We can now store arbitrarily complex data in our key/value store using newly developed support for semi-structured data (e.g., JSON). Our latest project, Document Storage Engine for Semi-Structured Data, generalize our partitioned, log-structured merge-tree (LSMTree) key/value store to use generic and expendable serialization formats. Further, we develop a new data model for documents that is similar to JSON, including types such as integers, strings, arrays, and maps. A serialization protocol is developed to allow storing documents in the LSMTree. You can see a description of the serialization format and examples in the following diagram.

Document serialization scheme

To test out our new data store, we consider a dataset of 147 million Reddit comments (185 GB) by pushshift.io. Each comment is encoded in JSON format as shown in the following example.

{
  "all_awardings": [],
  "associated_award": null,
  "author": "frankylovee",
  "author_created_utc": 1440098192,
  "author_flair_background_color": null,
  "author_flair_css_class": null,
  "author_flair_richtext": [],
  "author_flair_template_id": null,
  "author_flair_text": null,
  "author_flair_text_color": null,
  "author_flair_type": "text",
  "author_fullname": "t2_ppvut",
  "author_patreon_flair": false,
  "awarders": [],
  "body": "I try not to feed my cat when she screams at me, but she literally will not stop until I do.\n\nEdit: cat tax https://imgur.com/gallery/v70Fh85",
  "can_gild": true,
  "can_mod_post": false,
  "collapsed": false,
  "collapsed_reason": null,
  "controversiality": 0,
  "created_utc": 1564617600,
  "distinguished": null,
  "edited": 1564710503,
  "gilded": 0,
  "gildings": {},
  "id": "evn2i5p",
  "is_submitter": false,
  "link_id": "t3_ckej3g",
  "locked": false,
  "no_follow": true,
  "parent_id": "t3_ckej3g",
  "permalink": "/r/AnimalsBeingJerks/comments/ckej3g/dont_encourage_the_screaming_kitten/evn2i5p/",
  "quarantined": false,
  "removal_reason": null,
  "retrieved_on": 1573370605,
  "score": 109,
  "send_replies": true,
  "steward_reports": [],
  "stickied": false,
  "subreddit": "AnimalsBeingJerks",
  "subreddit_id": "t5_2wfjv",
  "subreddit_name_prefixed": "r/AnimalsBeingJerks",
  "subreddit_type": "public",
  "total_awards_received": 0
}

Benchmarking is performed to quantify the performance of the new document store with different configuration options and different degrees of concurrency. We find that that the full dataset of 147 million Reddit comments can be loaded in between 15 and 33 minutes. Loading rates for different benchmarking trials are shown in the following figure.

Rate of loading documents

Additionally, we benchmark and analyze the performance of fetching documents from the store.

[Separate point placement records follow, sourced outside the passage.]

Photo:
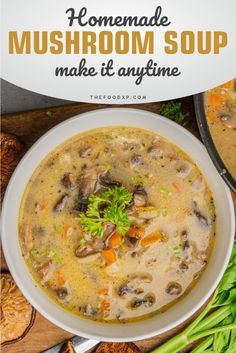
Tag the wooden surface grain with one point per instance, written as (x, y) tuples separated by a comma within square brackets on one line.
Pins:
[(29, 127)]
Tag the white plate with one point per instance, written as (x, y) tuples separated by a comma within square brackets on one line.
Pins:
[(184, 308)]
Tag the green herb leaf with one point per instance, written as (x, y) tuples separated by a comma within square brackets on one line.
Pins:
[(136, 180), (107, 207), (172, 110)]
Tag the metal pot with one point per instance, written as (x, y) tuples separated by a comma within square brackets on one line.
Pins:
[(208, 142)]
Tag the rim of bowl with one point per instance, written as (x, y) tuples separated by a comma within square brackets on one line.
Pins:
[(5, 211)]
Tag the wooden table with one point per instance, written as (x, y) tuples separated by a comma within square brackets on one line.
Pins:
[(29, 127)]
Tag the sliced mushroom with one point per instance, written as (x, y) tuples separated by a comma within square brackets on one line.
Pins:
[(140, 277), (69, 181), (184, 169), (198, 184), (89, 180), (124, 290), (205, 222), (85, 250), (85, 152), (140, 196), (81, 205), (155, 151), (107, 181), (174, 288), (27, 239), (61, 203), (63, 293), (148, 300), (136, 160), (46, 270)]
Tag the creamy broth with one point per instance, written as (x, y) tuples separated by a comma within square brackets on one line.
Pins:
[(117, 277), (220, 106)]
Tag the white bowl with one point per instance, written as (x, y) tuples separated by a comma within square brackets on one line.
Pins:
[(207, 282)]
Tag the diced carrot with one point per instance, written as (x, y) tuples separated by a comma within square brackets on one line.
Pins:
[(60, 277), (150, 239), (176, 186), (103, 291), (179, 217), (109, 256), (67, 231), (115, 240), (44, 204), (135, 232), (215, 100), (106, 307), (212, 116), (226, 84)]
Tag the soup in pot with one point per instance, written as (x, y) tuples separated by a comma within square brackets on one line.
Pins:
[(220, 106), (117, 224)]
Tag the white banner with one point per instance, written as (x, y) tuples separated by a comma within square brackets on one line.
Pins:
[(118, 52)]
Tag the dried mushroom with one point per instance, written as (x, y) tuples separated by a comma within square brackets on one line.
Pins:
[(11, 152), (106, 347), (17, 315)]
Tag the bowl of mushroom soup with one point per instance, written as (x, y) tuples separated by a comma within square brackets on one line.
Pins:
[(117, 219)]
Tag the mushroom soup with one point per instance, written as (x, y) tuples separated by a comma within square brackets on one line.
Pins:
[(117, 224), (220, 106)]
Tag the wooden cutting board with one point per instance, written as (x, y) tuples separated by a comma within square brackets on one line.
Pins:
[(29, 126)]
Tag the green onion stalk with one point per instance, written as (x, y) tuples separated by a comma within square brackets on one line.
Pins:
[(216, 324)]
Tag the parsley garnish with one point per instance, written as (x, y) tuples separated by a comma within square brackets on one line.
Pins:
[(107, 207), (172, 110)]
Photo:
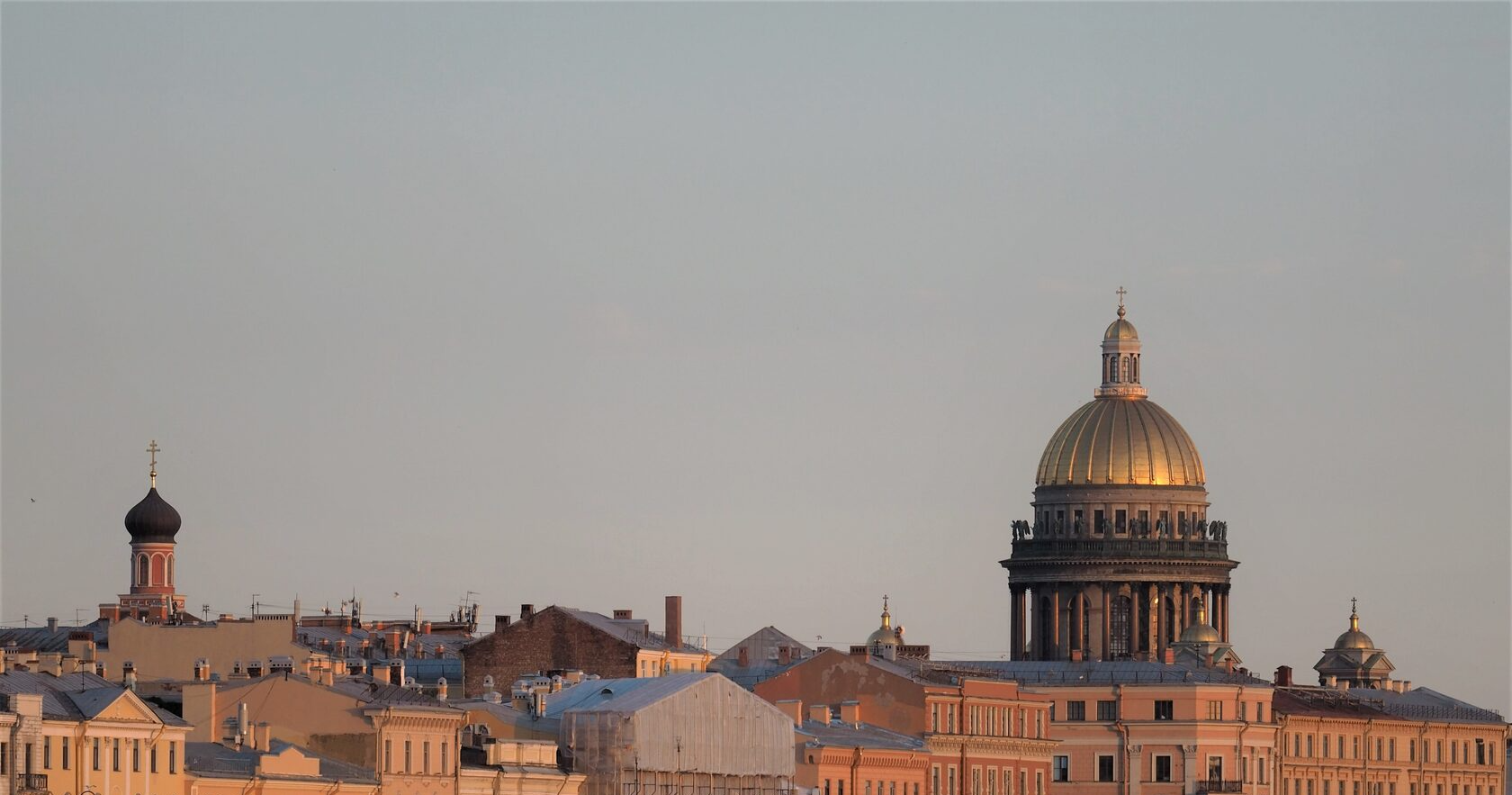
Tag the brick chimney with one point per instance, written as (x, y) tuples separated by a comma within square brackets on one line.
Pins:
[(675, 621)]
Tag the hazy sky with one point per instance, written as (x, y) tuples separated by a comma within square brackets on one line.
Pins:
[(769, 305)]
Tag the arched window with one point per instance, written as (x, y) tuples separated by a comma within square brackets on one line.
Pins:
[(1120, 628)]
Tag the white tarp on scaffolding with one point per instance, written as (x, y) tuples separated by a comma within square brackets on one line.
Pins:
[(680, 723)]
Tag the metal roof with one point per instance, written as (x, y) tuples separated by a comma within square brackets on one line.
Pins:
[(215, 761)]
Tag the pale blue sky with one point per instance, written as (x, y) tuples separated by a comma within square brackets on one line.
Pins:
[(771, 305)]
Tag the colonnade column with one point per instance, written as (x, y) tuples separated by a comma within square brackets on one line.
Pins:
[(1078, 620), (1016, 623), (1054, 626)]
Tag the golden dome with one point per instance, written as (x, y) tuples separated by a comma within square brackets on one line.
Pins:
[(1354, 638), (1120, 330), (1120, 442)]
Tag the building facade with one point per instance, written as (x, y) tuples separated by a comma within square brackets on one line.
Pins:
[(1120, 546)]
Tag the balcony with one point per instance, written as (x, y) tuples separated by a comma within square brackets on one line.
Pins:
[(1120, 547)]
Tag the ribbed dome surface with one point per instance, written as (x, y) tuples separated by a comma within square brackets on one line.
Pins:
[(1120, 330), (1120, 442), (153, 519)]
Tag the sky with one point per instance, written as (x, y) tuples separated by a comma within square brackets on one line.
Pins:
[(769, 305)]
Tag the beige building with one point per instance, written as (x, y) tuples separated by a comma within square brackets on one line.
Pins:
[(410, 741), (82, 735), (274, 770)]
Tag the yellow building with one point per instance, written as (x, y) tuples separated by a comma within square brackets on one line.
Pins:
[(79, 734)]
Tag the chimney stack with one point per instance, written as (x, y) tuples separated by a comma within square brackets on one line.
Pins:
[(675, 621)]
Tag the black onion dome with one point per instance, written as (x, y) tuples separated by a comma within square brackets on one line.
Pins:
[(153, 520)]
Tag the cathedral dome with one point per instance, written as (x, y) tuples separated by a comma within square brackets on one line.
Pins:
[(153, 520), (1120, 330), (1120, 442)]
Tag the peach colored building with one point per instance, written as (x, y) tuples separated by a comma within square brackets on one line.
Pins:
[(1163, 738), (836, 753), (982, 736), (1389, 743)]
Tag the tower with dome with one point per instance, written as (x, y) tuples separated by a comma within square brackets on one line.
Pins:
[(1120, 552)]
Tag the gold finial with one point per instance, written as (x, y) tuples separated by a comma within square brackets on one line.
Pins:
[(151, 474)]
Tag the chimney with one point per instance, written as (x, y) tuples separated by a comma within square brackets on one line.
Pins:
[(675, 621), (264, 738), (198, 705)]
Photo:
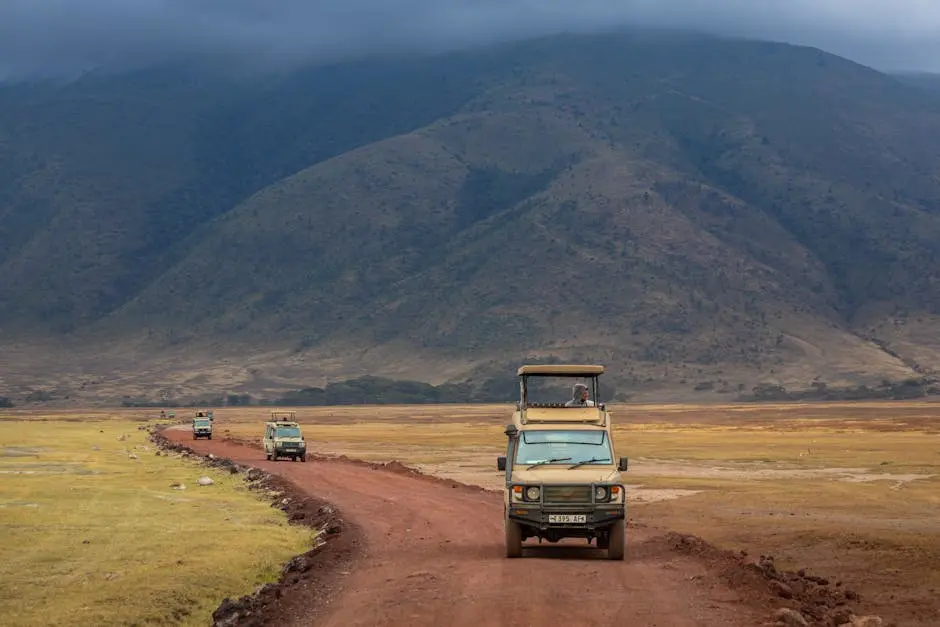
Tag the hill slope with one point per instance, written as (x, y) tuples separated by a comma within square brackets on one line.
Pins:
[(685, 210)]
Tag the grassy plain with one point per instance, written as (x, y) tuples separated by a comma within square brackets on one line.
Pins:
[(94, 534), (846, 490), (850, 491)]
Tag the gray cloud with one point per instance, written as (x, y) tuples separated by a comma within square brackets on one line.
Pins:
[(53, 36)]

Rate of GET for different thread counts and number of partitions

It is interesting that performance continues to scale all the way up to 64 threads, even though the machine only has 36 vCPUs. This suggests that GET operations are not heavily compute-bound despite the need to deserialize entries from disk. Additionally, we find minor different in performance for 4 versus 8 partitions. This makes sense as only read operations are performed in this benchmarking and therefore there is no lock contention between threads as could be ameliorated with higher partition counts.

Lastly, we benchmark the performance of updating a comment, which consists of fetching the current document, incrementing its score, and then writing the updating value back to the store.

Rate of Update for different thread counts and number of partitions

These results are quite interesting in that no single partition count outperforms the others for all thread counts. For 32 and fewer threads, the 2 partition cases outperform the other cases. Yet for higher thread count, 4 partitions results in optimal performance. 8 partitions generally under performs relative to the two other cases.

Document storage is significant feature for our prototype database. Further, with semi-structured values, we'll be able to develop support for secondary indexes and partial GET and SET operations, which are valuable features for a storage engine. Secondary indexes have many similarities to a primary index, but one key difference is the secondary key is not necessarily unique and therefore multiple values can be associated with a single secondary key. Hence, we'll need to develop support for associating an arbitrarily large number of values with a single key to implement secondary indexes. I'm currently developing our multi-value key/value store project so check back soon to learn how we can address this challenge.